Rahasia teknis di balik suara Minion terletak pada manipulasi audio yang presisi. Coffin mengungkapkan bahwa suara tersebut adalah hasil rekaman suaranya sendiri yang kemudian diproses dengan menaikkan nada sebesar enam semitone. Selain itu, rekaman asli harus dilakukan dalam mode gerakan lambat atau 'slow motion' agar saat diputar kembali dengan kecepatan normal, dihasilkan efek suara bernada tinggi yang terdengar jenaka dan khas.
Proses penciptaan suara ini bermula dari ketidaksengajaan. Awalnya, tim produksi mencoba menggunakan pengisi suara profesional, namun hasilnya dirasa terlalu kaku dan terdengar seperti robot. Coffin kemudian berimprovisasi dengan melafalkan kata-kata acak yang menurutnya lucu, seperti 'pancake' atau 'panna cotta', dengan penekanan pada konsonan 'p'. Hasil eksperimen ini justru memikat tim Illumination yang akhirnya meminta Coffin untuk mengisi suara karakter tersebut secara permanen.
Seiring berkembangnya waralaba ini, bahasa Minion pun berevolusi dari sekadar ocehan menjadi bahasa yang lebih terstruktur. Coffin mulai mengintegrasikan kosakata nyata dari berbagai bahasa dunia ke dalam dialog Minion. Ia terinspirasi dari distributor Italia yang mencoba menerjemahkan ocehan tersebut, sehingga ia memutuskan untuk mencampurkan elemen bahasa seperti Italia, Prancis, Spanyol, Jepang, hingga Indonesia ke dalam naskah.
Saat ini, diperkirakan terdapat lebih dari selusin bahasa yang melebur dalam 'Minionese'. Coffin menegaskan bahwa pemilihan kata-kata tersebut tidak didasarkan pada makna literal dari bahasa aslinya, melainkan pada melodi dan ritme yang dihasilkan oleh kata tersebut. Hal ini memberikan kebebasan kreatif bagi penonton di seluruh dunia untuk merasakan keakraban pada suara Minion meskipun mereka tidak memahami artinya secara harfiah.

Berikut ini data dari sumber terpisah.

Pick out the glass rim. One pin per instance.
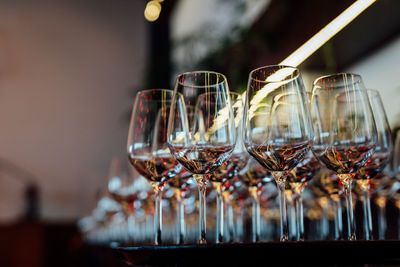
(337, 75)
(275, 66)
(201, 72)
(156, 89)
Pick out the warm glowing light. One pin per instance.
(309, 47)
(152, 10)
(326, 33)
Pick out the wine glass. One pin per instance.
(345, 131)
(375, 165)
(396, 155)
(204, 139)
(255, 177)
(230, 168)
(278, 132)
(147, 145)
(180, 184)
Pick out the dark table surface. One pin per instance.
(308, 253)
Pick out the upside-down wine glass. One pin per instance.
(147, 145)
(204, 139)
(345, 131)
(278, 132)
(375, 165)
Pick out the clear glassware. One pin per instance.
(345, 131)
(180, 185)
(201, 132)
(376, 164)
(278, 132)
(396, 155)
(298, 179)
(147, 145)
(236, 162)
(255, 177)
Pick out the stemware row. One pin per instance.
(275, 131)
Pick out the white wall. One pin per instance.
(381, 71)
(67, 73)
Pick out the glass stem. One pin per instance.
(367, 214)
(158, 217)
(280, 179)
(231, 224)
(338, 218)
(398, 221)
(220, 212)
(180, 218)
(253, 190)
(202, 185)
(299, 216)
(381, 222)
(347, 181)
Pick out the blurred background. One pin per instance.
(69, 70)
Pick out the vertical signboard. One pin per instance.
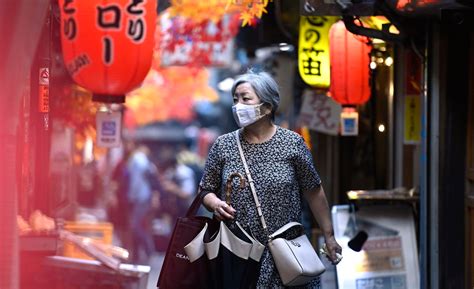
(313, 50)
(388, 258)
(43, 93)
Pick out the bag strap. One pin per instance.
(284, 228)
(252, 186)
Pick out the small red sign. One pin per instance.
(44, 76)
(43, 101)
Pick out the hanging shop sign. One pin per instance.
(331, 7)
(108, 128)
(43, 93)
(412, 111)
(412, 119)
(320, 112)
(350, 58)
(108, 45)
(313, 50)
(206, 43)
(349, 122)
(388, 258)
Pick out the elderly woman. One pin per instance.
(280, 164)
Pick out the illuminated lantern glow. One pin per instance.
(313, 50)
(108, 45)
(350, 58)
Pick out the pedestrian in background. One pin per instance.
(141, 175)
(280, 164)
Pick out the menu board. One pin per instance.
(388, 258)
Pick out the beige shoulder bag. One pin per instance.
(295, 259)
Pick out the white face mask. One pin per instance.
(246, 114)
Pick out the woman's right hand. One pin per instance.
(221, 209)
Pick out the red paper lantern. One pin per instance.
(108, 45)
(350, 58)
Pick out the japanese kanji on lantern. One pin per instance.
(350, 74)
(108, 45)
(350, 58)
(313, 50)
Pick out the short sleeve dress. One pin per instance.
(282, 169)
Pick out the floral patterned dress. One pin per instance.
(282, 168)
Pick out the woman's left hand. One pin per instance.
(333, 251)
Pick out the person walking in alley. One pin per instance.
(281, 167)
(141, 172)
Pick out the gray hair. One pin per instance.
(264, 85)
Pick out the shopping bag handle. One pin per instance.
(192, 210)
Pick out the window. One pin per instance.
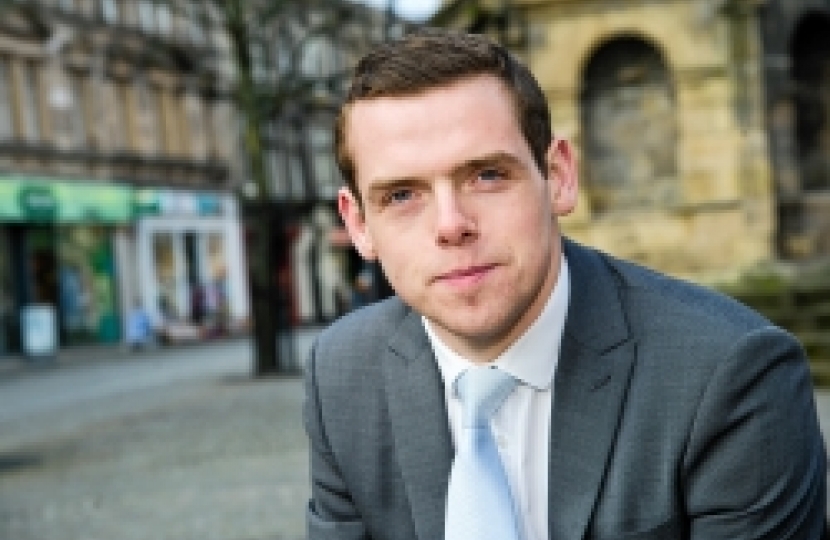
(147, 15)
(110, 11)
(149, 126)
(6, 106)
(77, 113)
(627, 89)
(30, 103)
(164, 19)
(195, 118)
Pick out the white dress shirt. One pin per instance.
(522, 426)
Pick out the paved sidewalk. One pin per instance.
(210, 457)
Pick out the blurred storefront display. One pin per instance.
(56, 243)
(190, 263)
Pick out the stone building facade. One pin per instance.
(117, 151)
(700, 125)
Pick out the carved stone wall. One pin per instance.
(663, 102)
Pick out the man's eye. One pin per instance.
(399, 196)
(489, 175)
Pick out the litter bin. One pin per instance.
(39, 336)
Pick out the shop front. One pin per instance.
(56, 252)
(191, 274)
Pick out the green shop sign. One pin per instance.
(43, 199)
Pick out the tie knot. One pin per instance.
(482, 390)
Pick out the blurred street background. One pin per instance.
(170, 245)
(172, 445)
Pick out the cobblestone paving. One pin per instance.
(214, 460)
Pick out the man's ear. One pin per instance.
(352, 215)
(563, 177)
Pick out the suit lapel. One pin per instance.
(591, 383)
(417, 410)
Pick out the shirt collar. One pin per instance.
(533, 357)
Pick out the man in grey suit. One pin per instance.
(646, 408)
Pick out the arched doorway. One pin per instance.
(810, 51)
(804, 195)
(629, 127)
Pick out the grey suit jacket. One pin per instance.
(677, 414)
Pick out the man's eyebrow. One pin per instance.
(380, 185)
(487, 160)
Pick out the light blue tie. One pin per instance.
(479, 504)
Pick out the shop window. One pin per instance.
(86, 275)
(167, 276)
(7, 295)
(629, 128)
(6, 106)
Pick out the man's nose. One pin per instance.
(455, 223)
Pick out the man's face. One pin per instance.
(457, 211)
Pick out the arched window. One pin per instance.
(629, 127)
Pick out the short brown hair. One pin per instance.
(430, 58)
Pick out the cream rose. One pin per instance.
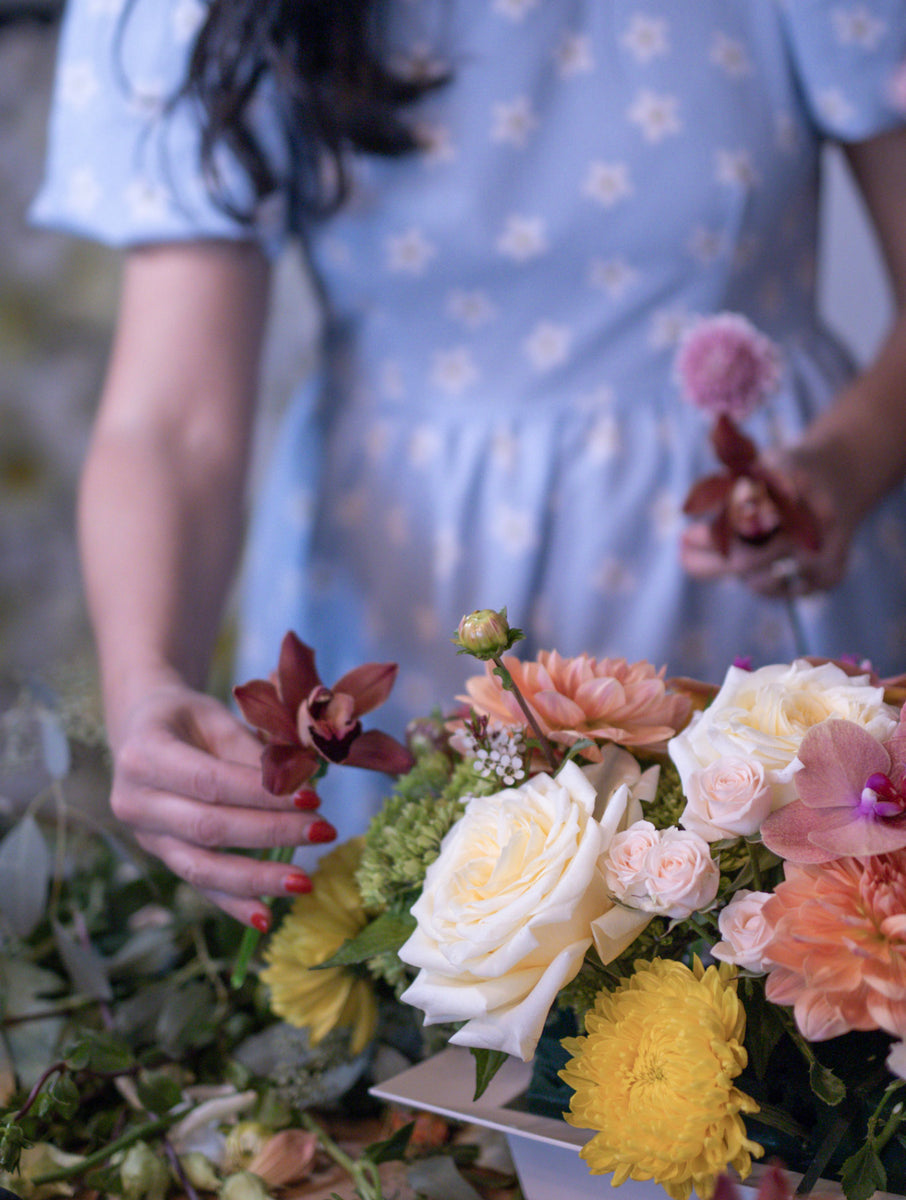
(762, 715)
(744, 930)
(729, 798)
(669, 873)
(504, 918)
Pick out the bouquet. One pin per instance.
(711, 882)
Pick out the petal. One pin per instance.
(297, 671)
(786, 833)
(707, 493)
(838, 757)
(263, 708)
(732, 447)
(286, 768)
(369, 684)
(862, 838)
(558, 712)
(378, 751)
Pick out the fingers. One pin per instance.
(777, 570)
(238, 876)
(209, 826)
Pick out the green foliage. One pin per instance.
(487, 1063)
(405, 838)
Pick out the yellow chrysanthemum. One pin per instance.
(654, 1077)
(316, 928)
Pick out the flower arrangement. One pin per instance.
(711, 881)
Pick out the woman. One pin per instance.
(527, 203)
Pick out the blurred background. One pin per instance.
(57, 300)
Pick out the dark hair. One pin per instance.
(334, 91)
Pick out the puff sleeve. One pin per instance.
(850, 58)
(121, 163)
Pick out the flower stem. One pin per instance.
(132, 1135)
(252, 936)
(509, 684)
(754, 863)
(801, 643)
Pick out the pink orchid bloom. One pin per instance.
(852, 797)
(306, 725)
(748, 501)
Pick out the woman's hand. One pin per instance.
(187, 783)
(781, 565)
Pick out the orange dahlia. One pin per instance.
(603, 700)
(838, 953)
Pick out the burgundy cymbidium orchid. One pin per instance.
(306, 725)
(852, 797)
(750, 503)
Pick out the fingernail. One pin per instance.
(321, 831)
(306, 798)
(262, 922)
(298, 885)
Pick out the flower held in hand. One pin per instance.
(306, 725)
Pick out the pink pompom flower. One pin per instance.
(725, 366)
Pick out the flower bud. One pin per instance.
(143, 1174)
(485, 634)
(244, 1186)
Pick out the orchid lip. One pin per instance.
(881, 798)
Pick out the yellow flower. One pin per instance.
(654, 1077)
(316, 928)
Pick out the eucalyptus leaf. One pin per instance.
(863, 1174)
(84, 965)
(487, 1063)
(24, 993)
(101, 1051)
(438, 1179)
(25, 868)
(54, 743)
(384, 935)
(159, 1092)
(185, 1018)
(393, 1149)
(65, 1096)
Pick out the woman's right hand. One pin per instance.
(187, 783)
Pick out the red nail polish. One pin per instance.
(321, 831)
(306, 798)
(298, 885)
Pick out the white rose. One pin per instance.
(763, 715)
(669, 873)
(744, 930)
(729, 798)
(504, 918)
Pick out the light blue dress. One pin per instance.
(493, 420)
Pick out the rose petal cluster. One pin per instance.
(744, 930)
(667, 873)
(729, 798)
(763, 715)
(504, 918)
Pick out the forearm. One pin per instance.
(162, 491)
(157, 556)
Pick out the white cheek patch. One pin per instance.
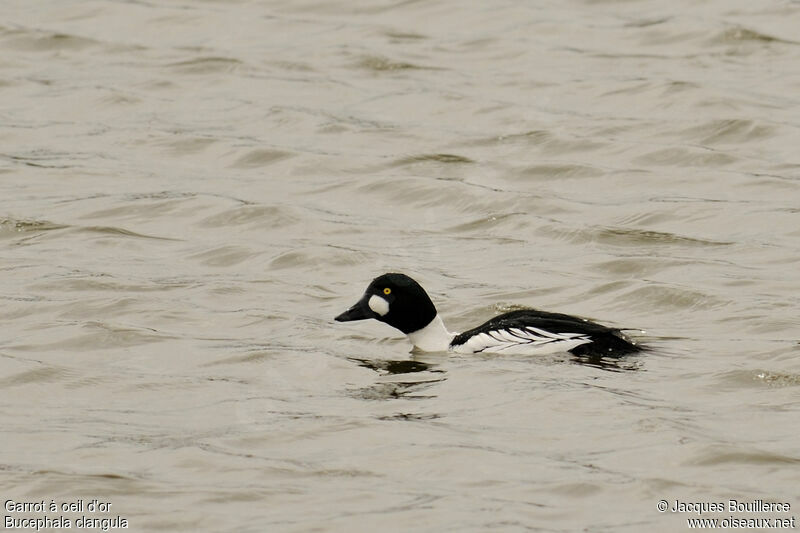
(378, 304)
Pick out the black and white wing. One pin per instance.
(530, 332)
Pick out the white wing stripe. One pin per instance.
(533, 338)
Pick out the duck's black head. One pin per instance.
(395, 299)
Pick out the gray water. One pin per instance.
(190, 191)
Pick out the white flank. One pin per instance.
(432, 338)
(378, 304)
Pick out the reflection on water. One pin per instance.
(409, 379)
(188, 188)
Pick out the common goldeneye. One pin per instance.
(402, 303)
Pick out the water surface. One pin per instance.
(192, 190)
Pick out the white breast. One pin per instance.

Perjalanan Pierre Coffin dalam mengisi suara Minion merupakan bukti bagaimana kreativitas dan improvisasi dapat menciptakan elemen ikonik dalam industri perfilman. Tanpa naskah yang baku, Coffin berhasil menciptakan bahasa universal yang mampu melintasi batas negara, menjadikan Minion sebagai salah satu karakter animasi paling dicintai sepanjang masa sekaligus aset berharga bagi Illumination Entertainment.